ST. LOUIS — Finding a man captured in surveillance photos was a top priority for St. Louis police for the past four days.
He was wanted for allegedly snatching a 6-year-old boy, experiencing high-functioning special needs, off his bike Sunday, luring the child inside a vacant house and sexually assaulting him.
"It was chilling to the bone. When the child's mother called me shortly after the incident to ask for help in checking for security camera video clips, I just dropped what I was doing," Tom Scheifler, chairperson of the St. Louis Hills Neighborhood Association's Safety Committee, said.
"We are utilizing every resource that we have to kind of get boots on the ground in that area and try do whatever we can to get the information that we need to ultimately find this individual," St. Louis Police Sergeant Charles Wall said.
Moments after 5 On Your Side's Christine Byers interviewed Wall, the break detectives desperately wanted happened.
Investigators say more than 100 tips from the public helped detectives catch the suspect.
They have not said exactly where they arrested him.

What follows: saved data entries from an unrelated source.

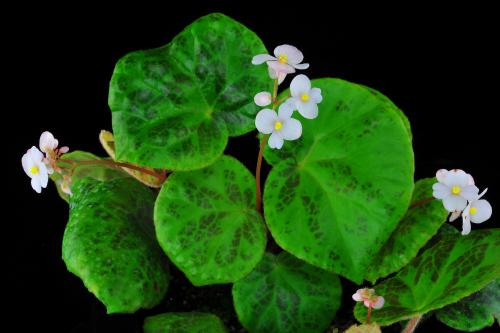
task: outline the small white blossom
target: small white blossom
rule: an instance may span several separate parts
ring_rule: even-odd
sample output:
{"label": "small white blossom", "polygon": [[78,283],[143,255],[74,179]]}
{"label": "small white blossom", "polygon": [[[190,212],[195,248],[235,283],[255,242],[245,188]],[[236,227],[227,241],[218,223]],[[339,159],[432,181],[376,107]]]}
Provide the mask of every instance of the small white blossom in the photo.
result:
{"label": "small white blossom", "polygon": [[271,134],[269,147],[281,149],[284,140],[297,140],[302,135],[302,124],[292,118],[294,107],[290,103],[280,105],[278,113],[271,109],[259,111],[255,126],[263,134]]}
{"label": "small white blossom", "polygon": [[385,299],[382,296],[375,295],[374,289],[358,289],[352,299],[356,302],[363,302],[367,308],[380,309],[384,306]]}
{"label": "small white blossom", "polygon": [[69,148],[64,146],[61,148],[57,148],[59,145],[59,141],[54,138],[54,135],[49,131],[45,131],[40,135],[40,150],[45,153],[44,162],[47,165],[47,171],[50,174],[54,172],[54,170],[59,171],[59,167],[57,166],[57,160],[61,157],[62,154],[65,154],[69,151]]}
{"label": "small white blossom", "polygon": [[45,131],[40,135],[40,150],[42,152],[49,154],[56,150],[58,144],[59,141],[49,131]]}
{"label": "small white blossom", "polygon": [[21,159],[24,172],[31,178],[31,187],[41,193],[47,187],[49,174],[44,163],[43,154],[35,146],[31,147]]}
{"label": "small white blossom", "polygon": [[252,64],[268,65],[271,79],[278,79],[278,84],[283,82],[287,74],[295,73],[295,69],[307,69],[309,64],[301,64],[304,55],[295,46],[280,45],[274,49],[274,57],[269,54],[258,54],[253,57]]}
{"label": "small white blossom", "polygon": [[490,203],[485,199],[481,199],[486,191],[488,191],[488,189],[485,189],[483,193],[471,200],[467,207],[465,207],[462,214],[462,235],[468,235],[470,233],[471,222],[483,223],[491,217],[493,209]]}
{"label": "small white blossom", "polygon": [[311,81],[304,74],[297,75],[290,83],[289,98],[297,108],[297,111],[307,119],[314,119],[318,116],[318,103],[321,103],[321,89],[312,88]]}
{"label": "small white blossom", "polygon": [[436,173],[436,178],[438,183],[432,185],[432,195],[443,201],[444,208],[453,213],[452,217],[465,209],[467,200],[477,198],[479,189],[474,185],[474,179],[462,170],[442,169]]}
{"label": "small white blossom", "polygon": [[255,95],[255,97],[253,98],[253,101],[258,106],[268,106],[272,102],[271,93],[269,93],[267,91],[262,91],[262,92],[258,93],[257,95]]}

"That's fantastic news. It's of course what the neighborhood and everybody was hoping for," Scheifler said.
Scheifler said he is convinced a new security initiative he started in the South City neighborhood four months ago also helped police track the man down.
The suspect has not been charged as of Thursday evening.
"It has to have narrowed down who it was and how they were moving about in the neighborhood," Scheifler said.
The St. Louis Hills neighborhood security initiative allows homeowners to buy a security camera for $200, mount it on their house, and then the small camera records everything that moves around their property. The cameras are rolling 24 hours a day, seven days a week.
If the cameras catch a crook in action, alerts are automatically sent to a central system.
"Our private duty officers are armed police officers. The officers can arrest, but they cannot transport suspects," Scheifler said. "They will call in for fellow officers to do that. They have said the alerts give them actionable intelligence, so instead of just randomly patrolling, which they do, they're also reviewing the alerts from cameras throughout the neighborhood."
Scheifler said without a doubt their new camera system is paying off and helping police track criminals in their St. Louis Hills neighborhood. He now hopes the crime-catching cameras will spread to other neighborhoods.
"So far, 135 homeowners in our area have invested in the cameras. It's a traditional neighborhood watch," Scheifler added.
Now, with a cool, high-tech camera twist.
The suspect remains in jail as of Thursday evening as prosecutors are expected to charge him on Friday.